Question

Forty-four percent of customers who visit a department store make a purchase. What is the probability that in a random sample of 9 customers who will visit this department store, exactly 6 will make a purchase?

A. .1070

B. .1752

C. .8930

D. .0033

Answer 1

Answer: A. .1070

Explanation:

We would apply the formula for binomial distribution which is expressed as

P(x = r) = nCr × p^r × q^(n - r)

Where

x represent the number of successes.

p represents the probability of success.

q = (1 - r) represents the probability of failure.

n represents the number of customers sampled.

From the information given,

p = 44% = 44/100 = 0.44

q = 1 - p = 1 - 0.44

q = 0.56

n = 9

x = r = 6

Therefore,

P(x = 6) = 9C6 × 0.44^6 × 0.56^(9 - 6)

P(x = 6) = 84 × 0.0073 × 0.175616

P(x = 6) = 0.107

Answer 2

A. .1070

Explanation:

For each customer, there are only two possible outcomes. Either they make a purchase, or they do not. The probability of a customer making a purchase is independent from other customers. So we use the binomial probability distribution to solve this question.

Binomial probability distribution

The binomial probability is the probability of exactly x successes on n repeated trials, and X can only have two outcomes.

`P(X = x) = C_(n,x).p^(x).(1-p)^(n-x)`

In which
`C_(n,x)` is the number of different combinations of x objects from a set of n elements, given by the following formula.
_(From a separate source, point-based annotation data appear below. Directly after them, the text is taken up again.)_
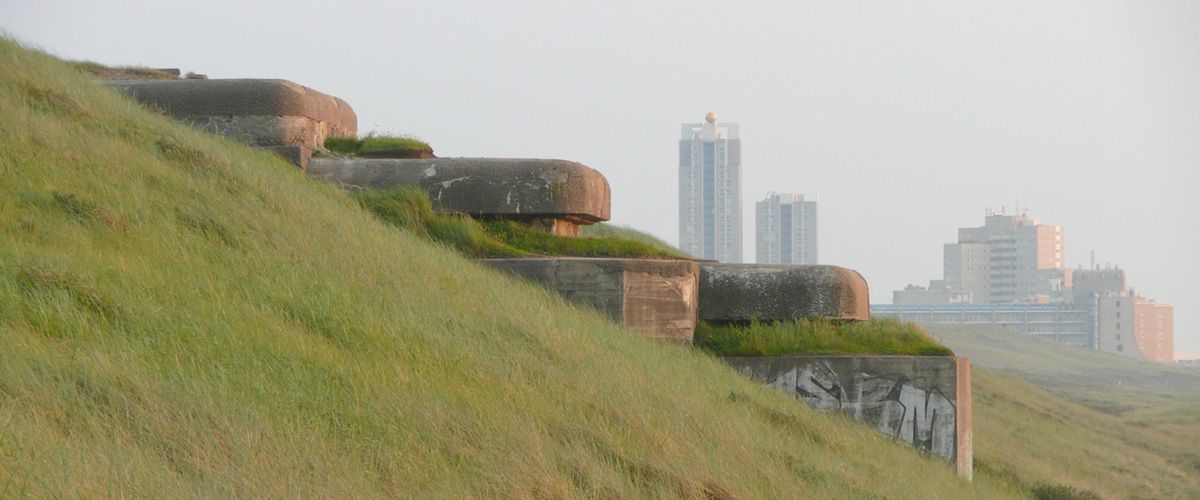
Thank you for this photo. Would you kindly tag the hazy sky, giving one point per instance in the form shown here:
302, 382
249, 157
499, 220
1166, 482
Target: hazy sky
906, 119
`C_(n,x) = (n!)/(x!(n-x)!)`

And p is the probability of X happening.

Forty-four percent of customers who visit a department store make a purchase.

This means that
`p = 0.44`

What is the probability that in a random sample of 9 customers who will visit this department store, exactly 6 will make a purchase?

This is
`P(X = 6)` when n = 9. So

`P(X = x) = C_(n,x).p^(x).(1-p)^(n-x)`

`P(X = 6) = C_(9,6).(0.44)^(6).(0.56)^(3) = 0.1070`

So the correct answer is:

A. .1070